Vietnam’s tax policies and customs regulations are currently being positively improved to meet changes in the socio-economy, and to support businesses during the implementation.
Bui Ngoc Tuan, tax partner of Deloitte Vietnam, shared with VIR some tax updates and matters enterprises would encounter in coming times.
In the draft law on Corporate Income Tax (CIT), the Ministry of Finance reduces the common tax rate to 23 per cent from the current level of 25 per cent. How do you assess this reduction?
The tax rate reduction would help business to retain more profit to rotate capital to earn more in the process of business and production.
It could make the state budget decrease in the short term. But in the long term, the tax contributions will be raised because thanks to tax reductions, enterprises would have more finances to expand business to generate more revenue and eventually derive more taxable income. Vietnam’s CIT rate is flat and somehow higher than some other countries in the region.
However, it is noticed that in developed countries with lower tax rate, the compliance of legal regulations by tax payers is really good and the tax system is very transparent; therefore, despite the low tax collection, they still ensure adequate collection for the budget with fairly estimation.
Meanwhile in Vietnam, lower corporate profits and fiscal stimulus measures made budget collection lower than it was expected. Therefore, in recent years, to strengthen compliance status, the tax authorities had tended to apply a stronger enforcement to encourage taxpayer compliance and thus collect more tax arrears.
The draft law also raised the cap on Advertising and Promotion expense from 10 per cent to 15 per cent. Do you think it is reasonable or not, because previously many foreign invested enterprises proposed to remove this cap?
This positively shows the responsiveness of the Government and authorities upon hearing and observing the obstacles from applying tight tax policies in business community. We see this as a positive step towards the eventual full removal of the cap.
However, in the aspect of state management, the cap is necessary to ensure the budget collection and will restrict enterprises to take advantages of open policies to raise deductible costs to avoid tax obligation.
Recently, many big foreign invested enterprises are under tax scrutiny due to some signs of transfer pricing. What is your viewpoint about this matter?
In fact, transfer pricing is one of the most significant tax issues faced by taxpayers worldwide especially for multi-national companies. The matter is that whether or not transfer pricing structure is considered reasonable and acceptable in accordance with arms’ length basis, which would not cause any issue if the enterprises distribute/allocate profit fairly in each stage of their supply chain in comparison with other transactions in the market.
In some sectors with monopoly characteristics, the tax agency faced with more difficulties to inspect transfer pricing. Due to inadequate information and data system, and restricted connection with regional tax agencies, the tax agency had not had enough basis to prove the signs of transfer pricing.

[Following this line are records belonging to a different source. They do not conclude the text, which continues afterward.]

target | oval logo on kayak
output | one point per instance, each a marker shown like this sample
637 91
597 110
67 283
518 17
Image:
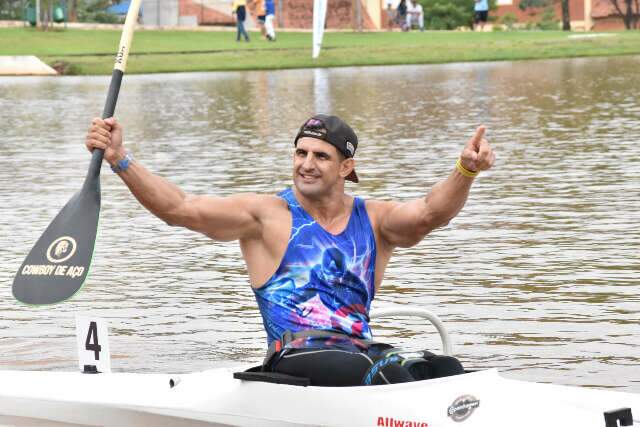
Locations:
61 249
462 408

The Law on Tax Administration will apply Advanced Pricing Agreement (APA) as a measure to restrict transfer pricing situation. Do you think this measure will be really effective?
I think in general, the application of APA is a good trend in anti- transfer pricing in Vietnam. However, an important point of APA is that it must be accepted by the tax authorities prior for the parties to implement the transactions, while it is very difficult to define whether APA is reasonable or not. Therefore, for APA to work efficiently in Vietnam, it requires much time and the synchronization of related legal regulations and frameworks.
What do you think about accounting firms’ responsibility in anti-transfer pricing?
Actually the accounting firms do not help enterprises to dodge tax. If we see in the positive aspect, developing a good transfer pricing structure would help optimizing profit generated in each stage of supply and value chain. Specifically, for enterprises working with foreign related parties, accounting firms will support them to structure operating/business model to determine appropriate profit level in each stage, each country, or each sector to support them making right decision.